Но, слава Богу, и писатели и режиссеры делают все возможное для того, чтобы их фамилии оставались ненужными. Нет, на обложках популярных книг все еще пишут фамилию писателя, а вот в пунктах проката видеокассет в большинстве случаев режиссеры не значатся на цветных обложках. Да и зачем, если они всеми силами стараются соответствовать стандарту, а не собственной индивидуальности.

Поразительно, но в российском масс-культе буквально за несколько лет сложился новый тип литератора-ремесленника, пишущего по два-три романа в год, причем романа ничем не уступающего американскому прототипу; новый литератор богат и преуспевающ, он живет на доходы от книг (так в советские времена жили многие писатели, но преданные партии и прославляющие ее идеологию).

А, впрочем, РЫНОК на новом витке истории, на мой взгляд, стал тем, чем раньше была ПАРТИЯ. Да-да, раньше партия, а теперь рынок в нашем обществе может дать благополучие, деньги, успех, поездки, и именно рынок сегодня, как раньше партия, может потребовать компромисса с совестью, лицемерия, предательства друзей, всего, что разъедает душу или превращает ее в камень.

А главное (для меня, во всяком случае) как раньше подстраивались под вкусы партии, так теперь подстраиваются под вкусы рынка. То есть: самый популярный жанр - триллер. Следовательно, в писатели вышло все мало-мальски грамотное МВД и мало-мальски образованный уголовный мир. Пишут, не покидая полковничьих должностей, или, не покидая нар.

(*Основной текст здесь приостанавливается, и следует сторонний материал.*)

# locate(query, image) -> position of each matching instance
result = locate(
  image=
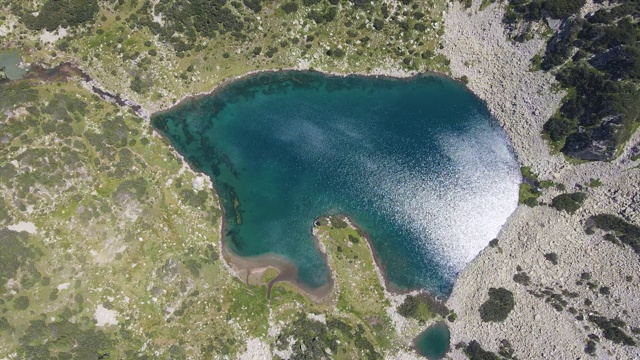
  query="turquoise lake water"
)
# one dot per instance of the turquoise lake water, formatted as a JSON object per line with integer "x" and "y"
{"x": 417, "y": 163}
{"x": 433, "y": 343}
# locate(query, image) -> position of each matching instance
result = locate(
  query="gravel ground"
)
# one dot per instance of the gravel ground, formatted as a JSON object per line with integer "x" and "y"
{"x": 522, "y": 101}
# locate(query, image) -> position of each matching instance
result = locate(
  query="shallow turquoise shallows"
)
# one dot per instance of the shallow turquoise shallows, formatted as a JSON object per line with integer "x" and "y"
{"x": 416, "y": 163}
{"x": 10, "y": 60}
{"x": 433, "y": 343}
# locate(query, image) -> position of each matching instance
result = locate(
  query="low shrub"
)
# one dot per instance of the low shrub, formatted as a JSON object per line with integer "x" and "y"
{"x": 498, "y": 306}
{"x": 568, "y": 202}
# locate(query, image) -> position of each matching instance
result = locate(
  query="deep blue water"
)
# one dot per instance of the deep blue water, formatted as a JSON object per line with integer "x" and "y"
{"x": 417, "y": 163}
{"x": 433, "y": 343}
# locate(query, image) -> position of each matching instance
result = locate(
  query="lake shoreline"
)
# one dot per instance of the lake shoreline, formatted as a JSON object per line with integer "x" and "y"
{"x": 522, "y": 100}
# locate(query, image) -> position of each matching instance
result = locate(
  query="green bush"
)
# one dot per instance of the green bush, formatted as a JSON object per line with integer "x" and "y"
{"x": 627, "y": 233}
{"x": 474, "y": 351}
{"x": 21, "y": 303}
{"x": 568, "y": 202}
{"x": 498, "y": 306}
{"x": 290, "y": 7}
{"x": 552, "y": 257}
{"x": 612, "y": 330}
{"x": 422, "y": 307}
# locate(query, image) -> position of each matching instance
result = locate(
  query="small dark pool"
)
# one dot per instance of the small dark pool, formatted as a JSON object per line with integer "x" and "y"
{"x": 433, "y": 343}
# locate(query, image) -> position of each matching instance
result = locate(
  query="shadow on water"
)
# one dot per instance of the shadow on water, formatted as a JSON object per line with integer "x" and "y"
{"x": 418, "y": 164}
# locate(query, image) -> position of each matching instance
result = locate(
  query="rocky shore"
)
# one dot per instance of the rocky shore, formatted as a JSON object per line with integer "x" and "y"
{"x": 522, "y": 100}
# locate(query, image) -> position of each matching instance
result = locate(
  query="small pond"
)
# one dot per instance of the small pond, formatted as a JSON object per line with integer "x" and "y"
{"x": 433, "y": 343}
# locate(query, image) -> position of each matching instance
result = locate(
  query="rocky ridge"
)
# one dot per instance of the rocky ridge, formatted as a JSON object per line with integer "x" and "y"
{"x": 550, "y": 299}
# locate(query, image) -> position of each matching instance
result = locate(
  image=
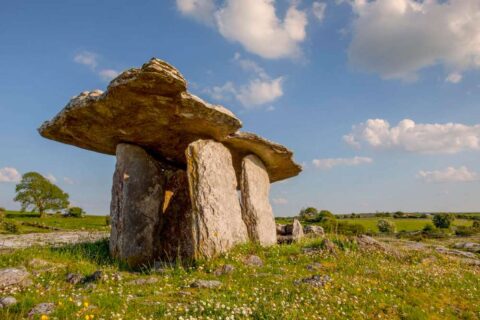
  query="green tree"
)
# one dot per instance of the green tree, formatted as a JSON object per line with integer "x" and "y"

Новый роман одного из лучших нынешних авторов - доцента высшей школы МВД Данила Корецкого называется "Антикиллер" (замечательный неологизм, соединяющий американский образец с еще свежим в памяти - со времен высшей партшколы - "Анти-Дюрингом"). И эпиграф чрезвычайно характерный. Взят из "Крестного отца-3" (эти порядковые номера моментально прижились, указывая на то именно, что роль автора ничтожна и что развить идею, предложенную вариантом №1, может, в принципе, любой). Гласит: "Если история чему-нибудь и учит, то только потому, что убить можно кого угодно".

Опять же, еще каких-нибудь десять лет назад к данному роману нужно было бы приложить толковый словарь непонятных слов и выражений. Приложение выглядело бы внушительно и, пожалуй, составило бы отдельный том. Теперь же читатель прекрасно понимает, что "бригада" - это воровская группировка, "контролер" - представитель рэкета, "шкифы" - глаза, "замочить" - убить, "замесить" - прибить, "станок" - законное место каталы. Да, "катала", если не ошибаюсь, карточный шулер. Ну, разумеется, я не упоминаю тех слов, которые раньше не попадали в книги, но прекрасно всем были известны, а без них теперь не выходит ни одно издание. Что автор дикарь какой-нибудь? Что ему к читателю не хочется? Хочется! Вот и матерится он через каждое слово, чтобы было приятно читать.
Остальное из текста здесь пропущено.